During the last decade, art that privileges vulnerability has done a great deal of damage. Today’s essayism, for an example, confronts us with lots of lame writing that masks its authors’ inability for thought – men write like this more often than women, by the way. Contemporary exhibitions are flooded with pieces that have not been ‘made’: they are formally and intellectually helpless, shown under the auspices that “the weak also have a right to life”. All of this reminds me of radical ecologism, which sees yogurt as a form of life with rights. It seems to me that we have come to long for the artwork as a display of heroism, an explosive event, rupturing time, giving rise to the truth. These qualities are not “masculine”. Art is cognition, intellectual activity, flying above life. This is what freedom is all about. In everyday life, it is more laudable to display subtlety.


Does love have any political potential in your opinion?
Do you think that there is anything specific in the feminine experience of love?


As Houellebecq has justly noted, it is impossible to buy a single bed without the risk of catching the shop-assistant’s scornful gaze. With love, society places a great burden on people – and most of all women, since their feeling of self-sufficiency is far smaller on the strength of their social defenselessness. So-called “love” is an endless form of communication which eats up horrendous amounts of time and presents a serious obstacle to any further personal development. Again, women are most likely to fall victim to this “love”. It is this kind of “love” – an idealized sphere of “gifts and liberation”, elevated to an absolute – which is so often praised highly through mass culture as something “authentic” in contrast to calculation. In this end, everybody simply sits around, waiting for “gifts and liberation”. Bataille and Mauss have long since shown that the gift-economy flows into a form of moral terror, since receiving a gift implies obligation. In practical terms, it is far more honest to admit to the contractual and reciprocal character of any interpersonal relationship. It would be self-deceit to ignore this, and what’s more, it could even end in the conscious exploitation of one’s partner.

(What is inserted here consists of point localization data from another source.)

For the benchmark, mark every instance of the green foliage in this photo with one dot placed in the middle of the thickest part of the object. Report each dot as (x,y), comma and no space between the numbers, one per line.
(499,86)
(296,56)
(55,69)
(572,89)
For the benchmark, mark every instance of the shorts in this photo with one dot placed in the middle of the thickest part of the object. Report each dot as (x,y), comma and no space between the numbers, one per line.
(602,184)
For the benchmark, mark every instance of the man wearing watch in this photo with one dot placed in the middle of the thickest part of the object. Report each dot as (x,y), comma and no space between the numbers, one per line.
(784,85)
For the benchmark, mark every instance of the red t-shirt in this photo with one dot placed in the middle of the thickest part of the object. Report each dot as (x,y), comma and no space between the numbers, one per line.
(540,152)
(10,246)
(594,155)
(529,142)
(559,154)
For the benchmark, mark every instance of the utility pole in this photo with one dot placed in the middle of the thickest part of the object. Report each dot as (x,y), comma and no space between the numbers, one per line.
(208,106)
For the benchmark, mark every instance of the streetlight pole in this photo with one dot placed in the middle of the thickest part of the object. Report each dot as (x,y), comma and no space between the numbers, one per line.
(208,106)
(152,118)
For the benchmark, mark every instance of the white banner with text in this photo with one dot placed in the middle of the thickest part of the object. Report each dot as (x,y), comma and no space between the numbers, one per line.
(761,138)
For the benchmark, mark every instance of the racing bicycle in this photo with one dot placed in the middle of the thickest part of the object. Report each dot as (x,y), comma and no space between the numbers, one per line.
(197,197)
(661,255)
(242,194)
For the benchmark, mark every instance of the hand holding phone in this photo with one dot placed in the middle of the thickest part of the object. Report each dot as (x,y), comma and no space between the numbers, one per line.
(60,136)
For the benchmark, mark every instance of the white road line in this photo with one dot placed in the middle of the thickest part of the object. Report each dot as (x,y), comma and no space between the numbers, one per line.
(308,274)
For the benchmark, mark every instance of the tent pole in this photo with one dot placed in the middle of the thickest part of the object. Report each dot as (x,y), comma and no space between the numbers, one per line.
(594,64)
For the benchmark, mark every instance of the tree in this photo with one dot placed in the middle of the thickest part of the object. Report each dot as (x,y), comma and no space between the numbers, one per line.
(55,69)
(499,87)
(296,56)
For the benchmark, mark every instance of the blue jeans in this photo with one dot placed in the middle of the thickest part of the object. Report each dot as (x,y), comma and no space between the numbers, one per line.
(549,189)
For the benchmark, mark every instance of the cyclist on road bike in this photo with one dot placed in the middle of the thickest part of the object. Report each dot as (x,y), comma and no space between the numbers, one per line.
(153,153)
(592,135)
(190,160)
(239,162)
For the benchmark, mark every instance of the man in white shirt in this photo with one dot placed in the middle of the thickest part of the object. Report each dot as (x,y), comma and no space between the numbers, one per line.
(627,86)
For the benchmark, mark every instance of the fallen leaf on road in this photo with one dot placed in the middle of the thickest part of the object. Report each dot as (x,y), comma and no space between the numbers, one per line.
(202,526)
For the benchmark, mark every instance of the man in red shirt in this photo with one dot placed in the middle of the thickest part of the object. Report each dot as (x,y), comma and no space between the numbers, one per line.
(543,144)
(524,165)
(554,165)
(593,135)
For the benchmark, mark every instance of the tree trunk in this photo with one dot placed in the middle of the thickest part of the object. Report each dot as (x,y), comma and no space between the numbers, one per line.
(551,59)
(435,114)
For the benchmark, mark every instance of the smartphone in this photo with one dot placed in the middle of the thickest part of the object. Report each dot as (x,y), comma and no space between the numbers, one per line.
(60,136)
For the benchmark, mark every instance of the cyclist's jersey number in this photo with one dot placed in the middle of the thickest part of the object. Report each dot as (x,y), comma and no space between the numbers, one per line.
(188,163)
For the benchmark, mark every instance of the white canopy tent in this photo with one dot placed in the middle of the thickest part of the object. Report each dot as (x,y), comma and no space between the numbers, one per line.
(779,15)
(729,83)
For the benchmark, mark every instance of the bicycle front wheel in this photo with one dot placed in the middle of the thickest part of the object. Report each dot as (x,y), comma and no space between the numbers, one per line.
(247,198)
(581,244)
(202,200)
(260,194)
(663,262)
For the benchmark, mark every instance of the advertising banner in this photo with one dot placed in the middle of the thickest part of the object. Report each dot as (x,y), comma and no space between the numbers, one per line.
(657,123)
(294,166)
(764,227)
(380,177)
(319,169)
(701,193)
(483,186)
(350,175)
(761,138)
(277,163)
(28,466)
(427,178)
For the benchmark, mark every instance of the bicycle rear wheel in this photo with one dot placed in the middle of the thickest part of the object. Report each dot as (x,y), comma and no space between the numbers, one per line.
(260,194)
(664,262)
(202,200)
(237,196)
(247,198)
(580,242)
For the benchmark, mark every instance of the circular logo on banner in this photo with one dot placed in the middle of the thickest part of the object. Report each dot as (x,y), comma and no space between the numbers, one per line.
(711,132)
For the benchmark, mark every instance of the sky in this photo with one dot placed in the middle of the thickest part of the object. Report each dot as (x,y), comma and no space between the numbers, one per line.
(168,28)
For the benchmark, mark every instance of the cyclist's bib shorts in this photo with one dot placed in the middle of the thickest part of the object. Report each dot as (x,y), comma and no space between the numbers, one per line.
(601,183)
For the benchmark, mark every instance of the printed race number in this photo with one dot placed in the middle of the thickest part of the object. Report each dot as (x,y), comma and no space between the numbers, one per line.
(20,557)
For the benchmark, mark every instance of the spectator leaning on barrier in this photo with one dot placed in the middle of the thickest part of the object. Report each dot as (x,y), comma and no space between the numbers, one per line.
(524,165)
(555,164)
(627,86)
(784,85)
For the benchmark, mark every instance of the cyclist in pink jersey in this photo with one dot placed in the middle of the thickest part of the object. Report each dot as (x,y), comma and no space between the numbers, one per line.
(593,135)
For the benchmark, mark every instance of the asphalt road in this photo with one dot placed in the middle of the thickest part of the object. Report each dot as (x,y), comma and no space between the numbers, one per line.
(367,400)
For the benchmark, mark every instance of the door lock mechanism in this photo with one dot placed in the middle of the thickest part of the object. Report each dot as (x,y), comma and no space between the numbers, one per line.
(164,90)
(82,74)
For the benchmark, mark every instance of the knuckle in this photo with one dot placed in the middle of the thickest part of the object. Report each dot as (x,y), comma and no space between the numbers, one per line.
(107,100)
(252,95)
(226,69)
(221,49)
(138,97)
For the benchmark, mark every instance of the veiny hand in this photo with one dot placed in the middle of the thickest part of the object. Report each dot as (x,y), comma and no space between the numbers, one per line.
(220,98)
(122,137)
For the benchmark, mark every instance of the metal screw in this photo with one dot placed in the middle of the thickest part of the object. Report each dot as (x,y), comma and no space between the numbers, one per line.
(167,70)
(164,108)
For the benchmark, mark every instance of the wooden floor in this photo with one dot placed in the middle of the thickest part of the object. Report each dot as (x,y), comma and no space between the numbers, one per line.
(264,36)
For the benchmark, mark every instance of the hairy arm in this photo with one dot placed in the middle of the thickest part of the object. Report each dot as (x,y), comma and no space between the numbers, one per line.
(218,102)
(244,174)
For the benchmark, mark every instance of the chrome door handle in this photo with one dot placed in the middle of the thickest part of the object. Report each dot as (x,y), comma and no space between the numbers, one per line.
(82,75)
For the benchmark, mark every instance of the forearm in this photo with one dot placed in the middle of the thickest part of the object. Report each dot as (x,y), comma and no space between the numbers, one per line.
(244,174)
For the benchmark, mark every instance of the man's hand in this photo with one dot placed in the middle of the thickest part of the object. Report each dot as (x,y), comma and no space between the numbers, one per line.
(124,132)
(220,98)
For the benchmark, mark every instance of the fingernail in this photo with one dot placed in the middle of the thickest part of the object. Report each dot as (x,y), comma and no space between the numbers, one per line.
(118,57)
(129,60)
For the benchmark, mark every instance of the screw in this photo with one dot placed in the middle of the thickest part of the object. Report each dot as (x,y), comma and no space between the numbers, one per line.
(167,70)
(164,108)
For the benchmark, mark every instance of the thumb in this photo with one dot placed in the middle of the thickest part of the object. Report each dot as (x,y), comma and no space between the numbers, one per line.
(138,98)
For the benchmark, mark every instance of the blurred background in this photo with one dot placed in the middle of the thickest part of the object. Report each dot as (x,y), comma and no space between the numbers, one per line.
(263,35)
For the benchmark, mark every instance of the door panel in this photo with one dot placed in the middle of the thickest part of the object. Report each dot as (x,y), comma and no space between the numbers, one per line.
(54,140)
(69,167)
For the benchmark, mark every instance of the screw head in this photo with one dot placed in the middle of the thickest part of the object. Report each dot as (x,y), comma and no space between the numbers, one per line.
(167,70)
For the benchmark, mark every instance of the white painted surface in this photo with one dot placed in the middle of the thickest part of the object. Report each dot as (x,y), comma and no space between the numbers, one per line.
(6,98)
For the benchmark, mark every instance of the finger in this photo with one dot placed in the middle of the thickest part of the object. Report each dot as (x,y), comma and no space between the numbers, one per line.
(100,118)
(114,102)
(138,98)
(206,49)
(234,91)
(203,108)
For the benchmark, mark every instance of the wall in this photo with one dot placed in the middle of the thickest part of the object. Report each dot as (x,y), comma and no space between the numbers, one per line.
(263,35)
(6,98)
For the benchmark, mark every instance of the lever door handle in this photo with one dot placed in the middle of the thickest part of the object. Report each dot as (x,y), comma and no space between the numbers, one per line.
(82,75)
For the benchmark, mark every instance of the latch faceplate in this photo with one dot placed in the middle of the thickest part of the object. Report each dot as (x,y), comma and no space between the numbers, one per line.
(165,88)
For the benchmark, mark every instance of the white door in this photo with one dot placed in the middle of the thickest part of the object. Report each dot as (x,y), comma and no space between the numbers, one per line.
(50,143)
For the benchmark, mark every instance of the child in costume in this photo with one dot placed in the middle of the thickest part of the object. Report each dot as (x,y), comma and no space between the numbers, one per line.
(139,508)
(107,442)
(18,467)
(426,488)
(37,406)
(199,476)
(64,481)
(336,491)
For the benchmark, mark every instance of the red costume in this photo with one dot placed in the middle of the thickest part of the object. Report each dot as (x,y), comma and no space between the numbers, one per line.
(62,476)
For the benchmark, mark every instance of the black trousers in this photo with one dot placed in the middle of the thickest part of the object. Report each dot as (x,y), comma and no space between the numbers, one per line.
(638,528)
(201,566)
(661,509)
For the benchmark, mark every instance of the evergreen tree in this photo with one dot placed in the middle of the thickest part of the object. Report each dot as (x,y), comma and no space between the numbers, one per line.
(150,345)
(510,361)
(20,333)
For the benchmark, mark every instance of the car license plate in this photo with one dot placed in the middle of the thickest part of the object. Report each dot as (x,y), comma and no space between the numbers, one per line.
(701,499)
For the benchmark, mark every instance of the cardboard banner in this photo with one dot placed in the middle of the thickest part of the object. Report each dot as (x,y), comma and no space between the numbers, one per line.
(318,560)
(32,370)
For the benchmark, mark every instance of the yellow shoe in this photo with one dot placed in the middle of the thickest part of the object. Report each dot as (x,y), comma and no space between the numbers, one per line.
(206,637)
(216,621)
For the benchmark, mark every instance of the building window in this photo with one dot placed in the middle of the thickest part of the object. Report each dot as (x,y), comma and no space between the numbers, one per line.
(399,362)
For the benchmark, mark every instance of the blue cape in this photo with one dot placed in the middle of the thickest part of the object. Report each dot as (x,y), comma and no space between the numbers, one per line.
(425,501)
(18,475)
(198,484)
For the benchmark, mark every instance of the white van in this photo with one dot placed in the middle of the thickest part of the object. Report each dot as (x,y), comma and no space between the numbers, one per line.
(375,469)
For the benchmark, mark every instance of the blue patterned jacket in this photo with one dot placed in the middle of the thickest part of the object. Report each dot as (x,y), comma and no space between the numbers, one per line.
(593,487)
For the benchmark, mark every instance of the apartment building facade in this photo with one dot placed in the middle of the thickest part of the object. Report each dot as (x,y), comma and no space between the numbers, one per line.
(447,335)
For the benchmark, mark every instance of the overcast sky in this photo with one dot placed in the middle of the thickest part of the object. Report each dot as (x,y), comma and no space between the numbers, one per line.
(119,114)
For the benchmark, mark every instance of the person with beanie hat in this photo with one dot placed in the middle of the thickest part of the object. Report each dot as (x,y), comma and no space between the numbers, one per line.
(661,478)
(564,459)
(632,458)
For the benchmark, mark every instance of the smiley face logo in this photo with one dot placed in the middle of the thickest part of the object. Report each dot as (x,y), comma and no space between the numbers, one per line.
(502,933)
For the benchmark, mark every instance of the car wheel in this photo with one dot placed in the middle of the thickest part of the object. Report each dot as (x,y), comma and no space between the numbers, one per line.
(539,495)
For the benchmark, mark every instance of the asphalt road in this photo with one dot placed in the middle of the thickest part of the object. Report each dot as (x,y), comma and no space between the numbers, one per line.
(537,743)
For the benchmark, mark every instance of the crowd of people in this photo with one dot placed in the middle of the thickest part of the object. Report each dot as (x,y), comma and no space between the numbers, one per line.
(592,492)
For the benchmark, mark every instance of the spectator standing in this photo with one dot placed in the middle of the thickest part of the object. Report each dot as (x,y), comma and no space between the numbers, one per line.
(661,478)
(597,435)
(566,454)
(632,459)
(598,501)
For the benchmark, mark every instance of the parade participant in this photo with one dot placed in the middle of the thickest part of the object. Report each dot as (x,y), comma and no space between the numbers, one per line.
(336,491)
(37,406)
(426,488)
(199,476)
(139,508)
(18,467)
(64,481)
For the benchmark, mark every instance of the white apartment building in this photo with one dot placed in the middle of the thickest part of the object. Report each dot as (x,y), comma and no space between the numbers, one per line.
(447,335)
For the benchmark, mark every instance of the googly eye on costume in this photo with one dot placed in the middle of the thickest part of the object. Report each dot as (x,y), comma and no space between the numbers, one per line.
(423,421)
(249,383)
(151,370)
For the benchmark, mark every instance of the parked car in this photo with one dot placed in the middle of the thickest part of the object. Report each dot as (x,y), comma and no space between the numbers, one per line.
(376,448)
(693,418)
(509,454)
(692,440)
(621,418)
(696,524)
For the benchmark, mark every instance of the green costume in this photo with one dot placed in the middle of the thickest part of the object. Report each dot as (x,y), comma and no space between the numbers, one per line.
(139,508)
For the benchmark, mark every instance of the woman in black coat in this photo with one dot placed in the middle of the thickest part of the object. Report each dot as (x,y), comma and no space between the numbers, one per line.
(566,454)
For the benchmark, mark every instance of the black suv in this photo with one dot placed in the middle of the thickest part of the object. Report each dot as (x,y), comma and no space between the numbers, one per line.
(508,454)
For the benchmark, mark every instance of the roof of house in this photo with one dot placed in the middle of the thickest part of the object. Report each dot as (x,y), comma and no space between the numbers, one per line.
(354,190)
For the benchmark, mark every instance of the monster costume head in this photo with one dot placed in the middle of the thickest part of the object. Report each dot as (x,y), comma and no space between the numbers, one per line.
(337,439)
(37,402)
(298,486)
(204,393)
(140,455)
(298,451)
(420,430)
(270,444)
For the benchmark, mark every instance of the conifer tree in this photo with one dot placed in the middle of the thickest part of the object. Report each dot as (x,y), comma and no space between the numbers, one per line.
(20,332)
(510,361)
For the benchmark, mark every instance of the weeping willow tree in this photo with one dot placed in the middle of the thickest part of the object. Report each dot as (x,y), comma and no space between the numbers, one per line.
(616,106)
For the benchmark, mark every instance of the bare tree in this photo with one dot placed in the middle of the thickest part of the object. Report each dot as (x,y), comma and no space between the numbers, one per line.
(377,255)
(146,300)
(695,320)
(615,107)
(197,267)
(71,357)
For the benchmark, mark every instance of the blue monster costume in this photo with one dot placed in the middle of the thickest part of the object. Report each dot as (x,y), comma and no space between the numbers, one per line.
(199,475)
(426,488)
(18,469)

On the other hand, there is such a thing as an amorous encounter, but it is marked by the qualities of an explosive Event (although this event-explosion can be prolonged, if you are lucky), and for this reason, it is exclusive, as an encounter that takes place between two people. To blur the event of an Encounter across society’s entire collectivity would mean freeing oneself of any human and political responsibility and passing up the chance for any kind of truth. (An old Soviet anecdote, a kolkhoz farmer honestly prefers group sex because it is easier to shirk there.) In the end, it is time to stop pretending to criticize consumerism while lapping up the rhetoric of liberal democratism, which actually covers up a great deal of violence.